At the end of this post, you’ll find a link to an article in The Guardian, describing how the right approach can influence nutrition choices in young people.
It’s just common sense, and I find it regrettable that we haven’t discussed this topic at length before now.
The observations made by researchers at the University Of Texas Austin don’t apply only to teenagers. Many adults will also find it thought-provoking if it’s brought to their attention that their choices are being manipulated for profit. No one likes being taken advantage of.
Unfortunately, junk food is addictive, and not everyone who is hooked will clean up his or her eating habits after being enlightened. However, some harm can be prevented.
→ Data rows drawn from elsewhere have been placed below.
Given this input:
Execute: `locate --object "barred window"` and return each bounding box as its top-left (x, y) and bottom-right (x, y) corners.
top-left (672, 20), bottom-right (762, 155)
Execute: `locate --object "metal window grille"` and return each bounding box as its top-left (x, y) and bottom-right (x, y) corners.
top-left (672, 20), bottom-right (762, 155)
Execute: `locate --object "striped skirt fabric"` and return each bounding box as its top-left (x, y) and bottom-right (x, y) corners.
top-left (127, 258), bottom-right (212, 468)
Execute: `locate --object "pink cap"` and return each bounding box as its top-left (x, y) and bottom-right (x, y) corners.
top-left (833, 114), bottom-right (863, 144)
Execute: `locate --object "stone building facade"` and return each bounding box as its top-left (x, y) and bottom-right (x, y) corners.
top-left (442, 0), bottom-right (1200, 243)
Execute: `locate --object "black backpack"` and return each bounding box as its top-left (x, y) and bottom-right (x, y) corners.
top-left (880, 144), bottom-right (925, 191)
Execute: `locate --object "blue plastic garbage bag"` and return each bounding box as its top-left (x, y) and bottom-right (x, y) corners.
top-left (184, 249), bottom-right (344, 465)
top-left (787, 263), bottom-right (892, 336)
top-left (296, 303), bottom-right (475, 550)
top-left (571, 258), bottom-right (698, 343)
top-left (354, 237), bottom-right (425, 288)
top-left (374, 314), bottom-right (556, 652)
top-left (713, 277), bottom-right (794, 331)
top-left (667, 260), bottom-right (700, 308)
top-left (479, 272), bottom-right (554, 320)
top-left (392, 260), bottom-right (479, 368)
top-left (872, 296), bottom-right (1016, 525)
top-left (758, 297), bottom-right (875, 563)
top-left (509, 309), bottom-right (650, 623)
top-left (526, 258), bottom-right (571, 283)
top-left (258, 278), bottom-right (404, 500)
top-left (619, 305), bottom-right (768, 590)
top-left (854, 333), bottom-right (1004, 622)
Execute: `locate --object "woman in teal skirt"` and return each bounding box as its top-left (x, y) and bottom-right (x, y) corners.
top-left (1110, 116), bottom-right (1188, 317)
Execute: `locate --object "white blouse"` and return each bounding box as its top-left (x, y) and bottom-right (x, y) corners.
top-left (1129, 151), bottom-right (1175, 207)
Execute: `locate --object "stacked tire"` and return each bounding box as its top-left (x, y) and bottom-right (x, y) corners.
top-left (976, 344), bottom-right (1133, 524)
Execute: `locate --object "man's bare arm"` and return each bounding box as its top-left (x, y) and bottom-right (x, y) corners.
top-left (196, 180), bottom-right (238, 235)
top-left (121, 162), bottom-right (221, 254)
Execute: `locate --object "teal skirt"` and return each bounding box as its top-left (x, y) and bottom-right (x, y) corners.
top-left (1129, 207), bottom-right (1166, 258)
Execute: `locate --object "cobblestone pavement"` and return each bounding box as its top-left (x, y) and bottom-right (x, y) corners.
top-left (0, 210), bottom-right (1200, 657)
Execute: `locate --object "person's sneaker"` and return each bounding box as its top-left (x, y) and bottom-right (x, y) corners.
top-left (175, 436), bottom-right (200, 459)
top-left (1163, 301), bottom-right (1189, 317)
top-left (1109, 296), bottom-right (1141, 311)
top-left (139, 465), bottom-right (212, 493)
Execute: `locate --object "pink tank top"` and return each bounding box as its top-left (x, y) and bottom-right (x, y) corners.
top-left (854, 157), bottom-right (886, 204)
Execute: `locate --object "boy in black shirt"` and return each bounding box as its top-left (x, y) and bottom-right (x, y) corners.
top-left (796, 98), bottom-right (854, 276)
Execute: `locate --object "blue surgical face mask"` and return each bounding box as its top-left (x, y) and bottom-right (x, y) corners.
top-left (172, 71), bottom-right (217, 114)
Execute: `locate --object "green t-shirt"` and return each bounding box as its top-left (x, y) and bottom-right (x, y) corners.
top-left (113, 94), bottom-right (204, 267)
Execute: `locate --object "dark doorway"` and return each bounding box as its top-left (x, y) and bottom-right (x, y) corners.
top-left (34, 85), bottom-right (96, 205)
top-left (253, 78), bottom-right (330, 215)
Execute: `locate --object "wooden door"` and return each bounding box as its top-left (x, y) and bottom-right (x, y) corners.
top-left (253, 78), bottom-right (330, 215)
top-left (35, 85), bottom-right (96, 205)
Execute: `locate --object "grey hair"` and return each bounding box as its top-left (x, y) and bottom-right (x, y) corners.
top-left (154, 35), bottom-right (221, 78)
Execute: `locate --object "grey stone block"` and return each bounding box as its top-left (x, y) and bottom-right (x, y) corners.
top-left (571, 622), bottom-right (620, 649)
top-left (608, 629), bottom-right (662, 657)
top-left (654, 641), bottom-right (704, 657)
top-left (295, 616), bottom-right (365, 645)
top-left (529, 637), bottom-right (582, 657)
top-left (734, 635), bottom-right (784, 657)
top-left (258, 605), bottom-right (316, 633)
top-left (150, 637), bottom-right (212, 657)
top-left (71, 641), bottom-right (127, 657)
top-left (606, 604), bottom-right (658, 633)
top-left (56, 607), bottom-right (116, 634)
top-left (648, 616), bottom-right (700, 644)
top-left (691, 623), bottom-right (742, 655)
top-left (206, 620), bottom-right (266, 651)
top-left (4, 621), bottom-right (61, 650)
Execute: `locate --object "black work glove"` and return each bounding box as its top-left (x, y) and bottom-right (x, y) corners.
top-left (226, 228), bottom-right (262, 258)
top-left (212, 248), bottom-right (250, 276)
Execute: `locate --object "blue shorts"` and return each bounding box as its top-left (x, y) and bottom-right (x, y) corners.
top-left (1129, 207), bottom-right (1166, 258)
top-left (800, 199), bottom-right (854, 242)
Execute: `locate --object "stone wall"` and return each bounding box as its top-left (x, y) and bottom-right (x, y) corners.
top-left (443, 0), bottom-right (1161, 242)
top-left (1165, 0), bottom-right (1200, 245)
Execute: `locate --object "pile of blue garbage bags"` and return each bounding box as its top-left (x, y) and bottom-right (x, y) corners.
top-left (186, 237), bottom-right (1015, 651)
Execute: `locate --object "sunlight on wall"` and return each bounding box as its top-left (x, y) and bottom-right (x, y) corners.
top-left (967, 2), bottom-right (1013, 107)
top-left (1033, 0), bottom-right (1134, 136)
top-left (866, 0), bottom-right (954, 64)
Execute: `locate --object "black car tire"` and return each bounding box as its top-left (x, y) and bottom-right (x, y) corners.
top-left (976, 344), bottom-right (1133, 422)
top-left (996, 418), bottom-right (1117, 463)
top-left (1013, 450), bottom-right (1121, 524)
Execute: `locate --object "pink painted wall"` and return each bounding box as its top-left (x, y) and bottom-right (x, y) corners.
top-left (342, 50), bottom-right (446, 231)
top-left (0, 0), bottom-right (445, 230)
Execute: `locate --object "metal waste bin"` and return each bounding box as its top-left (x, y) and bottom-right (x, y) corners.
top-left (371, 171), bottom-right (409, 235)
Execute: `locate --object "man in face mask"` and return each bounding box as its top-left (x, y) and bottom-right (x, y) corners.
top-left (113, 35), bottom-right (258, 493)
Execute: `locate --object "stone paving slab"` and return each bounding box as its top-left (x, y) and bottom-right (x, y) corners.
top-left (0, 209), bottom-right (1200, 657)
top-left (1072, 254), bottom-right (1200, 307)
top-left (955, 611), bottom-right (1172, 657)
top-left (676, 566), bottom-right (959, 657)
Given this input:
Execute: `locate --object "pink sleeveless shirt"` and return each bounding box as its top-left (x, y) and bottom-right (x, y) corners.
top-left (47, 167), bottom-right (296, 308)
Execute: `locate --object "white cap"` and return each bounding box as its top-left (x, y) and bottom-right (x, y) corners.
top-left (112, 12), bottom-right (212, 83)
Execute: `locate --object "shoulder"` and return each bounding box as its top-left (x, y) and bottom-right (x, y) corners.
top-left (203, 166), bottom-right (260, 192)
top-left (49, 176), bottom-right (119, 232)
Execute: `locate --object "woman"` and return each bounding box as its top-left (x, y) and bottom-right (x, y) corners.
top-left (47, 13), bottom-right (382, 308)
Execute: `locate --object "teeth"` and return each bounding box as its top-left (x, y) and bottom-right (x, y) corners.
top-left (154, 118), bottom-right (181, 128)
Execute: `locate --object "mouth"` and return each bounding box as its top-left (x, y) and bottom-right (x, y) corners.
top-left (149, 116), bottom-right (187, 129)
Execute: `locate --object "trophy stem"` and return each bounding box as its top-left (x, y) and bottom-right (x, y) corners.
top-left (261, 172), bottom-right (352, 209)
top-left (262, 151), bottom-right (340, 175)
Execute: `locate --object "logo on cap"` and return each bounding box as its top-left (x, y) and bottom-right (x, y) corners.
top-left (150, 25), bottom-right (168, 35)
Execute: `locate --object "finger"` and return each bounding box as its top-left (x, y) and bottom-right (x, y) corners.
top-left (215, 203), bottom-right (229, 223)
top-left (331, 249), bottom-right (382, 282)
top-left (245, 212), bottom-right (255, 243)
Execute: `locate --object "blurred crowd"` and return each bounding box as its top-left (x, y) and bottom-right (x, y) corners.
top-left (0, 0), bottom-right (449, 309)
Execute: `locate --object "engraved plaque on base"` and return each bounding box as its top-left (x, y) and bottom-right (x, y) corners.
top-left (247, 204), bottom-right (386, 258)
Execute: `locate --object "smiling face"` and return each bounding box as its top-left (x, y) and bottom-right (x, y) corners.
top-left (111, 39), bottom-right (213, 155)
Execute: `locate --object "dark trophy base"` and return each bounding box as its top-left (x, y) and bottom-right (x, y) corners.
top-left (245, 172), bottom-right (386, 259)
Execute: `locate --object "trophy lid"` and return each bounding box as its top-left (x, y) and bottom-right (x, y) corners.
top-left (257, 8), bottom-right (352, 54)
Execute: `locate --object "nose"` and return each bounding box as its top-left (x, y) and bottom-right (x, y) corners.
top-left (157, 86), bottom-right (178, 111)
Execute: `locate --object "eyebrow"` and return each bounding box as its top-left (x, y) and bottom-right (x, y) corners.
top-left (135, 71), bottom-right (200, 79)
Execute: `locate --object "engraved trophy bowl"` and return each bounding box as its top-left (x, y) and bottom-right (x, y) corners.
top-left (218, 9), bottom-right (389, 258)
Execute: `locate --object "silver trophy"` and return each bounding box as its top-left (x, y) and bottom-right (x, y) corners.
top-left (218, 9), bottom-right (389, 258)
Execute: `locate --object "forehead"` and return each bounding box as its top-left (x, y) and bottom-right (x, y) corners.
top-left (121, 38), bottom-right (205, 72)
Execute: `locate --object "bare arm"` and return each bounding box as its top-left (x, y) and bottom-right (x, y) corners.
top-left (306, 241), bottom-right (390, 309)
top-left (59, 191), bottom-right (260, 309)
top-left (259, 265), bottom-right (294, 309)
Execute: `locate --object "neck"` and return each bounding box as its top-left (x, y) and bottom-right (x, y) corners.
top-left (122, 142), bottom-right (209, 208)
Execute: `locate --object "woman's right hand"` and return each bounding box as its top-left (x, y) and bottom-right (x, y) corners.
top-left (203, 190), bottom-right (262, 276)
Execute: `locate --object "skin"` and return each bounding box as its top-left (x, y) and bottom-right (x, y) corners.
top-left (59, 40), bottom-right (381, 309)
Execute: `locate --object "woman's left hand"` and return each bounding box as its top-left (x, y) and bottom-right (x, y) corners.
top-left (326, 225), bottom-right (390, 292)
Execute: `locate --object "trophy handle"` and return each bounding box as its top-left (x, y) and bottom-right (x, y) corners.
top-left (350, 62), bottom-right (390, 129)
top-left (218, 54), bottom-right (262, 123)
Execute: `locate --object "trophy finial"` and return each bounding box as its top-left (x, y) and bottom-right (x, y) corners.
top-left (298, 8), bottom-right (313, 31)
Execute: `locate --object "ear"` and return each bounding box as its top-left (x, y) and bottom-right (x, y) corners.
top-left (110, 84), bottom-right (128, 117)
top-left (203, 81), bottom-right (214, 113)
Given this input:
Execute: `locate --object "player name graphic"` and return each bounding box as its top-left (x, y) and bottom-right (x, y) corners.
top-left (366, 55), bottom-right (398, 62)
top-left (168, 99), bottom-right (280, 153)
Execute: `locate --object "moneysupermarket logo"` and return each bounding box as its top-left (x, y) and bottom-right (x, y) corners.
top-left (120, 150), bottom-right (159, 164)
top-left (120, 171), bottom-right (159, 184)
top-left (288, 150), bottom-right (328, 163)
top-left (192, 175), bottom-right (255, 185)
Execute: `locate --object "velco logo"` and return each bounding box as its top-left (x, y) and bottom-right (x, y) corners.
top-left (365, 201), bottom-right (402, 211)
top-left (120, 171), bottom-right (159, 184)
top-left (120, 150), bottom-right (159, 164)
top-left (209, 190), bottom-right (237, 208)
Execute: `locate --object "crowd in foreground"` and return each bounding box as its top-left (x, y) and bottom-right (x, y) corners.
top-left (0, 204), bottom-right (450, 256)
Note: Before you yell at your own children, “You listen to advertising, but you don’t listen to your mother,” remember how that would have sounded when you were fifteen. The Guardian article implies the study appealed to its subjects’ self-respect, not deference to authority. In fact, adolescent rebellion is mentioned as a factor in making this approach work.
Educating kids on how to make life choices involves honesty and level-headedness on the part of adults. On the surface, emphasizing long-term benefits of healthy food sounds good, but the study found that it isn’t effective.
Time passes more slowly for children and teenagers, and most of them don’t grasp the horror of suffering a life-changing or life-ending illness at age forty. I can remember high school classmates saying “We all die of something,” when they were told that smoking could kill them. They didn’t see that far in the future. Some of the girls smoked Virginia Slims, believing the ad slogan You’ve come a long way, baby.
In case you don’t remember the Virginia Slims ads, they combined glamour with feminism. They implied to women that chic clothes and the right brand of cigarettes would free them from male authority.